On top of the environmental issues, there are regulatory and political ones, too. Many of these facilities fall under the authority of the Environmental Protection Agency (EPA), who can aggressively sanction facilities with large fines. On the political front, accidents increase the public’s pushback on the development of new facilities moving forward. It’s already often hard enough to locations where you won’t have to deal with a lot of not in my backyard (NIMBY) sentiment from local communities.
Because of the importance of maintenance at these facilities to extend asset life cycles and avoid accidents, maintenance teams need to be proactive. A modern CMMS solution helps them stay a step ahead.
Every single feature in a CMMS makes life easier for both the maintenance department leads as well as the technicians.
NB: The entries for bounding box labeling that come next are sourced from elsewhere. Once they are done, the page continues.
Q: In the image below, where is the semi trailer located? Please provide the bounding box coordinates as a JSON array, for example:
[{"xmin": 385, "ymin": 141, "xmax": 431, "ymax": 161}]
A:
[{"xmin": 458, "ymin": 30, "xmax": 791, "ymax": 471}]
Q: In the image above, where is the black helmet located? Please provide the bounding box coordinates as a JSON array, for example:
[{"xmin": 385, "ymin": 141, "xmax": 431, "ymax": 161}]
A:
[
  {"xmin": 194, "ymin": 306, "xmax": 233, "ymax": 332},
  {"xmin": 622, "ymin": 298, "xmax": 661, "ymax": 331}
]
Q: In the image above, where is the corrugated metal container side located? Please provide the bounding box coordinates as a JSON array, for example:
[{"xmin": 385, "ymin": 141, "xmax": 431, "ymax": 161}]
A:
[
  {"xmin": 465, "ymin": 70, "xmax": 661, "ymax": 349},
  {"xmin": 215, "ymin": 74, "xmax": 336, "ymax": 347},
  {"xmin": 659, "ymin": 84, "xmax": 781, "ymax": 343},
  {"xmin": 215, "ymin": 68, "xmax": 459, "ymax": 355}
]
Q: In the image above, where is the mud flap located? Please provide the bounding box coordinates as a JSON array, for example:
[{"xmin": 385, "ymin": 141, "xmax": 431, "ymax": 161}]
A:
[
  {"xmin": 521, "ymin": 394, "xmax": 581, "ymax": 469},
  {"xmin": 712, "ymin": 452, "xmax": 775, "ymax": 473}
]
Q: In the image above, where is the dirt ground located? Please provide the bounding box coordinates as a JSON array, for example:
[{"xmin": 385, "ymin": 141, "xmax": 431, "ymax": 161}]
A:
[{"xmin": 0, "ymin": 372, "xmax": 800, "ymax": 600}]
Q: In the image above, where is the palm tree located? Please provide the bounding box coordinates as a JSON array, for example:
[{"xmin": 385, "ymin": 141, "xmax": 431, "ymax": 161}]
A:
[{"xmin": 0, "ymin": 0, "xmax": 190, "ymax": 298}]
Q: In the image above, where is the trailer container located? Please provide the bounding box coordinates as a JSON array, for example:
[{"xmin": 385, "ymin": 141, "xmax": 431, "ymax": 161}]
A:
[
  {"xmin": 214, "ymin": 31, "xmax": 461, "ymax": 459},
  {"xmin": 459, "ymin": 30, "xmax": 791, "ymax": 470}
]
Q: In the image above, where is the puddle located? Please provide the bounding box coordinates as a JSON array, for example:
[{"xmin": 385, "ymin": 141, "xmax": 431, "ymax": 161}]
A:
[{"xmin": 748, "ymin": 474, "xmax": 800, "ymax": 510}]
But it’s worth looking at two in particular.
When techs are moving around the facilities dealing with maintenance issues, the last thing they should be doing is running back to the office to grab MRO inventory they didn’t know they needed, ask questions, or pick up paperwork on the next on-demand work order or preventive maintenance inspection or task.
But if you’re stuck using paper-based methods, that’s exactly what they’re doing.
With a CMMS mobile app, they have direct access to up-to-date data, including everything they need to work efficiently. In just a few taps and scrolls, they have access to open work orders packed with critical data. If they run into issues, they can directly upload images and post comments to the work order, asking for help remotely.
The app is great for sharing data and helping techs capture data in real time, which means the department gets more and accurate data.
You can then leverage your data into reports that help you pass audits and address compliance requirements much more easily. Now, instead of having to sort through stacks of paper or click around endless spreadsheet files, you can autogenerate reports using the software. Because your data is safe, secure, and searchable, it’s a lot easier to prove you did the right work at the right time.
Hippo’s here to help you get the solution that works best for you, from answering your questions about everything related to maintenance to helping you book a live software demo.
Wastewater water maintenance is the work you do to keep a wastewater treatment plant up and running. These plants turn different types of wastewaters (municipal sewage, industrial, and agricultural) into water that can be returned to the water cycle or reused through reclamation. Because of the complexity of the processes, there are a large number and variety of assets and equipment, including tanks, pipes, valves, and controls. Maintenance teams work on all of them to ensure the plant’s safe and successful operation. A modern CMMS system makes life easier for maintenance teams by helping them skip the slowdowns and wastes of time connected to paper- and spreadsheet-based methods. With a mobile app, techs have instant access to the data they need. A good CMMS system also makes it much easier to remain compliant and then prove it. With automated reports, maintenance managers can quickly access data and generate reports that show the work the techs did and when they did it.